Here are just some of the reasons to consider investing over paying down your mortgage:
- Better Returns: For risk-tolerant borrowers with ample time horizons, tax-deferred investing generally has a long-term edge over mortgage prepayments. Despite tax-adjusted returns of up to 5% on today’s mortgages, disciplined growth-style investors should expect to earn more: about 6.5% over the long run (+/- 1%), estimates Edward Jones, albeit with more volatility. Such returns can accumulate tax-free in a registered account. These temporary tax shelters are extra important if your tax bracket is high.
- Your Job is Stable: Other things equal, if the risk of income loss is low, there’s less urgency to eliminate one’s monthly mortgage payments.
- You’re young enough to make back losses: If you’re more than 10-15 years away from retirement, a 5% return may not be sufficient to help you retire comfortably. Trading more investment risk for greater reward is usually worth it.
- Liquidity: If home prices dive, so does your equity. Investment products offer more liquidity if the borrower ever loses their job, gets seriously ill or encounters other life challenges. Worst case, investments (even RRSPs) can be turned into cash. It’s not as easy, by comparison, to tap home equity when adversity strikes. That is, unless you’ve set up a HELOC in advance.

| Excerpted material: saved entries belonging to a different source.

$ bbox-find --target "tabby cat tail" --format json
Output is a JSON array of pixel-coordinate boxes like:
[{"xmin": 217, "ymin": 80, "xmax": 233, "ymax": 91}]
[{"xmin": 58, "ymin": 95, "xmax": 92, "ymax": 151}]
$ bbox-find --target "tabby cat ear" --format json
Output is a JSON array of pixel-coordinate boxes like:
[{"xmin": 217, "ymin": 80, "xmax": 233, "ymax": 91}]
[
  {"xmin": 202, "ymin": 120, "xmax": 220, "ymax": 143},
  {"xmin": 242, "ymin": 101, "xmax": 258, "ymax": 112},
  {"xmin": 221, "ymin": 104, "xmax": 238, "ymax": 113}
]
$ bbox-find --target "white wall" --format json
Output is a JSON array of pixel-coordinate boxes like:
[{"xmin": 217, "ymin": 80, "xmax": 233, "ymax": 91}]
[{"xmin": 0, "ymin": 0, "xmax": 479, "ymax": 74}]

- Diversification: Don’t let the last few decades fool you. Home prices aren’t always a one-way street. A 20% drop in home value may not be probable, but it’s always possible. And price corrections are all the more painful when you have income interruption and/or minimal non-housing assets to fall back on.
There’s no one single approach to financial planning. Your best strategy hinges on your personal balance sheet, employment, risk tolerance and return assumptions.

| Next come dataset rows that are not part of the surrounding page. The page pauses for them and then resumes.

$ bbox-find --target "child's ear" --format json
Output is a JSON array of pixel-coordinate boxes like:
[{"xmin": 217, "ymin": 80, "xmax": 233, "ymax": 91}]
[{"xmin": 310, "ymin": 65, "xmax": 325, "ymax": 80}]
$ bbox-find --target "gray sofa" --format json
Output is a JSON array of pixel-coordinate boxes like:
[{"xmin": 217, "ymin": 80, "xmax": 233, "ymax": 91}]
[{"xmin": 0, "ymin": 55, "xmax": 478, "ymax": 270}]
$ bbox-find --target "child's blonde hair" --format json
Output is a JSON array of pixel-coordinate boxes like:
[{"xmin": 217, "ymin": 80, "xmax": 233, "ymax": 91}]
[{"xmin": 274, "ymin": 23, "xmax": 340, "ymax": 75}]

That said, if you want a quick and dirty comparison of mortgage prepayments vs. investing, Sun Life has this calculator. Assuming your finances aren’t too complex, give it a whirl and see what it recommends. (You’ll need to know your marginal tax rate, so here’s a calculator to estimate it.)
Of course, sometimes people have other priorities besides improving their personal balance sheet. In fact, 27% say their #1 financial goal is “saving for my next vacation.” So regardless of whether you accelerate your mortgage or invest, you can take solace that while the vacationers are enjoying tours and beaches in the short-term, you’re building your net worth for the long term.
Sidebar: Allocating more cash to a mortgage than one’s retirement savings isn’t the only way to save. 83% of Canadians with mortgages have non-mortgage debt as well. To the extent this debt is high interest (e.g., 8%+), extra mortgage payments and retirement saving should generally take a back seat to paying off non-mortgage debt.